Они говорят: вот эти слова других обижают.
И я понимаю: твою же ж мать, ну и в самом деле.
Они объясняют мне, где лежат ловушки и сети,
они рекомендуют мне верить в любовь и бога.
Мне кажется, что я последний мудак на этой планете,
я даже не против — пусть бы оставили ненамного.
Просто оставили меня с петлей и на стуле,
забрали свои фонарики, в глаза не тыкали светом.
Слышишь, брат? Приезжай ко мне и пусти в меня пулю.
А не то хорошие люди сделают это.
ПРО КОТА ДОРОФЕЯ
28 марта российские СМИ сообщили о пропаже любимого кота тогда еще президента Дмитрия Медведева. Как сообщалось, к поискам Дорофея была подключена местная полиция и бригады добровольцев. Впоследствии президент дал опровержение в своем Твиттере, однако мы-то знаем: власти опять скрывают…
И кто-то кричит, мол, массы — неправы, всегда, всегда,
а кто-то им возражает: качаешь лодку, балда,
и третий сжигает книги: все скоро перешерстят,
а кот уходит на север, и когти его блестят.

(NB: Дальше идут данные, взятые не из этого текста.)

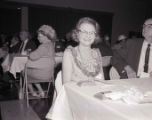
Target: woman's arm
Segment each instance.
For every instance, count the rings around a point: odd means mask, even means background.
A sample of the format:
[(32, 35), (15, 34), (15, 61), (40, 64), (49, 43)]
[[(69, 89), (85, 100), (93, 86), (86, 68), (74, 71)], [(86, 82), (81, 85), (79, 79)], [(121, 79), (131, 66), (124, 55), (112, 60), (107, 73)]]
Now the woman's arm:
[(71, 81), (72, 71), (73, 71), (73, 67), (72, 67), (71, 49), (66, 49), (64, 51), (63, 62), (62, 62), (63, 84)]

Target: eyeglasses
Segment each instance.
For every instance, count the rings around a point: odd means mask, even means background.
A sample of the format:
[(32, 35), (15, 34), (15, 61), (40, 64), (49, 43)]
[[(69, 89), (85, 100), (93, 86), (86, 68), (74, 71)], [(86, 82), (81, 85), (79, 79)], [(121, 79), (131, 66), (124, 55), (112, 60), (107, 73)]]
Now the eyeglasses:
[(143, 28), (151, 28), (151, 29), (152, 29), (152, 24), (147, 24), (147, 25), (144, 24), (144, 25), (143, 25)]
[(90, 31), (90, 32), (82, 31), (82, 30), (78, 30), (78, 31), (83, 35), (96, 35), (96, 32), (94, 32), (94, 31)]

А кот крадется к границе по первой весенней траве,
и как бы фак демонстрирует полиции и братве.
Он все рассчитал заранее, он вышел, пока все спят,
и кот уходит на север, и когти его блестят.
И кто-то кричит: наш выбор — смести их с лица земли,
а им отвечают: ну что вы,
вот вы бы выжить смогли —
В бессмысленном, беспощадном, сметающем все подряд?
А кот уходит на север. И когти его блестят.
А кто-то выходит на улицу, а кто-то репостит в блог,
а кто-то забросил все: устал, надоело, не смог,
бессмысленно быть человеком (а котиком — и стократ),
но кот уходит на север, и когти его блестят.
Пожарные ищут, милиция ищет, трубят волонтерам сбор,
но кот выбирает бегство, и он не вступает в спор.
уходит в леса, к партизанам, раскормлен и толстопят,
уходит, уходит на север, и когти его блестят.
Он говорит:
«Да вы шизанулись —
нет никакого бога,
выдумки для слабаков, для тех, кто не может сам.
извините, но это пошло,
старо, убого,
верить сладкозвучным чужим голосам».
Он умен — такого
не переспоришь и вшестером,
он улыбчив, темноволос и немного хром,
и его доспехи
поблескивают серебром.
Но однажды он закрывает свой ежедневник, сдает дела,
достает рюкзак из старенького чехла,
и такого-то года означенного числа
он выходит на трассу,
и дорога ему светла.
никаких тебе дискуссий, споров и умных реплик.
Солнце бьет навылет, и ветер волосы треплет,
и на грани слуха где-то крик петушиный.
Поднимает руку —
и останавливается машина.
И в груди у него набухает что-то нежное,
светлое,
так —
на рассвете нечаянный сон весенний разбудоражит.
И он точно знает, что бог есть любовь,
и еще что он свой чувак,
вот только никогда никому об этом он не расскажет.
Мне двадцать три, я немного ходила по трассе,
я умею стрелять навскидку,
чуть-чуть на ножах,
я меняла дома, города, мужчин и окрасы,
выбиралась оттуда, где, вроде бы, полный швах.
Мне знакомы матанализ, химия и баллистика
и законы внутреннего горения,
все, что есть у меня — зеленая майка с трилистником
и одна несложная точка зрения:
Можно сколько угодно по краю ходить, влюбляться,
главное — не подставляться,
не подставляться.
Промолчать о любимых, о болезненном, о тоскливом,
как болит спина, когда за стеною ливень,
как ломает, выворачивает — от одиночества, от темноты,
как вздрагиваешь от случайных шорохов в ночной квартире.
Не показывать свою глупость, наивность свою — ведь ты
так и не сумеешь отстоять их в мире.
Главное, чтобы дом был — и чтобы тепло было с ним.